I want to address three common criticisms of flakes.
No mention of lazy trees? oO
I think there was pretty much a consensus that this was the main issue to be addressed before dropping the experimental flag. Because flakes are absolutely unusable in large repos (I tried nix build .#hello
on a dirty repo - i.e. a normal situation when working on nixpkgs and I decided that I’ll never do that again. Also the reason why I’d never sneak a flake.nix
into a monorepo).
This PR completely exploded, started suffering from feature creep and… stalled. In fact it was pretty usable (to me at least, though I’m despite my criticism here a flake proponent and use them pretty heavily, so I considered that a good sign) at some point in winter last year until I got some weird breakage on each update and I had enough. Even worse, lazy-trees is the reason to revert other valid bugfixes that are… still bugs, e.g. Revert "Merge pull request #6621 from Kha/nested-follows" by edolstra · Pull Request #6983 · NixOS/nix · GitHub.
I mean, complaining about another NixCon without a clear way forward while there was a plan last year is… questionable to say the least.
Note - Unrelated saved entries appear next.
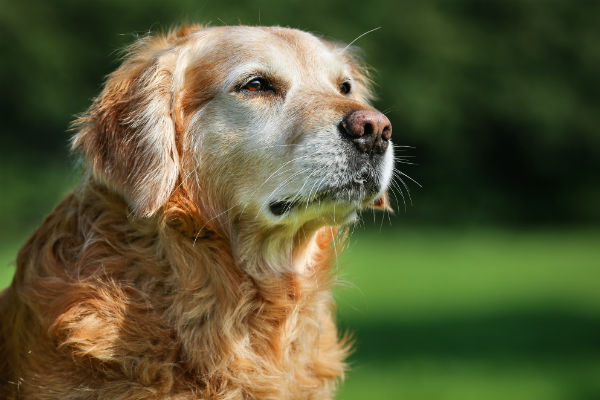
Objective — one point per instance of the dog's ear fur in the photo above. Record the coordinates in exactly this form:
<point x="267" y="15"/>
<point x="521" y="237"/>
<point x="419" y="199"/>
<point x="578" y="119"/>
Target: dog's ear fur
<point x="128" y="135"/>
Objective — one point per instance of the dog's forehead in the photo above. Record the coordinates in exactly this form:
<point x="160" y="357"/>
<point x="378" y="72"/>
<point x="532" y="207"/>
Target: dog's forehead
<point x="275" y="48"/>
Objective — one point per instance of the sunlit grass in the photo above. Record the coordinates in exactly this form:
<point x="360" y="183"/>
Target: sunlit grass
<point x="435" y="313"/>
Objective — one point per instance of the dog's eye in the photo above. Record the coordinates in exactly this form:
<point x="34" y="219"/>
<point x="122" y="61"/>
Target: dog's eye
<point x="345" y="87"/>
<point x="257" y="85"/>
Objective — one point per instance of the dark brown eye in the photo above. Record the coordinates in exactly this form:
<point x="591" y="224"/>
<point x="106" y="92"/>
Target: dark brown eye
<point x="257" y="85"/>
<point x="345" y="87"/>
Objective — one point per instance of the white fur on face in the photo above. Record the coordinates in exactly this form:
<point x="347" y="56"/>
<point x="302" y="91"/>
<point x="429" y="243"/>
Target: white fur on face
<point x="257" y="150"/>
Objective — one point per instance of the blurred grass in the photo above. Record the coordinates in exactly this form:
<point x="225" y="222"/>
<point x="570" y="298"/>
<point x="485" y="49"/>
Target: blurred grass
<point x="463" y="314"/>
<point x="476" y="314"/>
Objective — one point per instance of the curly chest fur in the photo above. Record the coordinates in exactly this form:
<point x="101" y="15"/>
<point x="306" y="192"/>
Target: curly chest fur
<point x="111" y="312"/>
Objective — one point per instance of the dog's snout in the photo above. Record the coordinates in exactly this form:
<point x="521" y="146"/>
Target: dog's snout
<point x="369" y="130"/>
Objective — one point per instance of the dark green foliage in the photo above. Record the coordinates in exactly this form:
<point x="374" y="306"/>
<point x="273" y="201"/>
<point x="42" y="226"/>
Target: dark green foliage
<point x="500" y="98"/>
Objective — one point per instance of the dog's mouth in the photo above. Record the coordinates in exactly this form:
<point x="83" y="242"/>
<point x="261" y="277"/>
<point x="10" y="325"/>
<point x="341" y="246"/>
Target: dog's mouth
<point x="280" y="208"/>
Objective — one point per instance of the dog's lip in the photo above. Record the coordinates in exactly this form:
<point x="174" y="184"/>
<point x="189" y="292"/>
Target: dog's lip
<point x="282" y="207"/>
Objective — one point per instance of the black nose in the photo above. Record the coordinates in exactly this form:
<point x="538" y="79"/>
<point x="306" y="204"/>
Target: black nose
<point x="369" y="130"/>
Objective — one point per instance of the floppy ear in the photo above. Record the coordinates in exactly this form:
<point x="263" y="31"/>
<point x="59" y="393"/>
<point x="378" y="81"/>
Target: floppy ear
<point x="128" y="135"/>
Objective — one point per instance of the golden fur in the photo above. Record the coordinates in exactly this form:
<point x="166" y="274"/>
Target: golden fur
<point x="149" y="281"/>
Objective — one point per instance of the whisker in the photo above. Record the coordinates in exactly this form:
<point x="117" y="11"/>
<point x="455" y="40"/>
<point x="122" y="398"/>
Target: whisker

But it has nothing to do with flakes and thus no bearing on stabilization.
Right now we depend on a single system attribute in several outputs (e.g. apps/packages) and the output discovery expands e.g. .#foo
to .#packages.<builtins.currentSystem>.foo
in nix build
(briefly said).
This means that we have something that juggles around with a system field without taking cross-compilation into account at all while we skip the entire problem with the nix-*
commands. Yes, that may or may not be pretty either, but with a design actively neglecting this, I don’t think it’ll be easier.
Also, this is nothing new: [WIP] Add 'perSystem' and 'systems' schema attributes by gytis-ivaskevicius · Pull Request #6773 · NixOS/nix · GitHub & https://github.com/NixOS/nix/issues/3843.
It’s a good read but I disagree with the conclusions. With evaluation caching and the functional nature of Nixpkgs, source explosion is generally mitigated using the follows mechanism built into flakes, which reduces the number of unique Nixpkgs instances involved in an evaluation.
I think the main point is the usage of import inputs.nixpkgs
in each flake which will cause a massive amount of evaluated nixpkgs
(and follows
doesn’t work recursively, the fix was as mentioned rejected because it was too hard to mege against lazy-trees).
Also, evaluation-caching doesn’t help at all when working with the code because this cache (IIRC) only caches top-level drvs and not “intermediate” drvs in the dependency-tree, so everything will be re-evaluated in a dirty tree with fresh changes.
What you can do is e.g. builtins.foldl (nixpkgs: nixpkgs.extend) (nixpkgs.legacyPackages.${system}) [ overlay1 overlay2 overlay3 ]
to use a single instantiated nixpkgs if follows
is applied carefully everywhere (i.e. each flake passes a follows
down to its subflakes properly). However you can’t configure nixpkgs
that way (i.e. allowUnfreePredicate
etc.).
prior to stabilization, as a new mechanism can increment the flake.lock version field.
At least I agree with that
See the difference to the other issues? This is something we can easily change without severe breaking changes.
I gotta say I’m rather surprised by this article. While I think we’re somewhat on the same page, i.e. I also think that flakes are a massive improvement for a lot of people (myself included - that’s why I’m using them since 2020 and have also contributed numerous fixes to it), I think that the core concerns about the current state are misrepresented in this article.
When I’ve read it first it seemed to me as if the the main message was that the only arguments from the community are shallow and only there because people dislike flakes in general. While I don’t think that this was the intention, that was my first impression. And I’m concerned that such prominent statements will only worsen the divide we’re already battling in the community.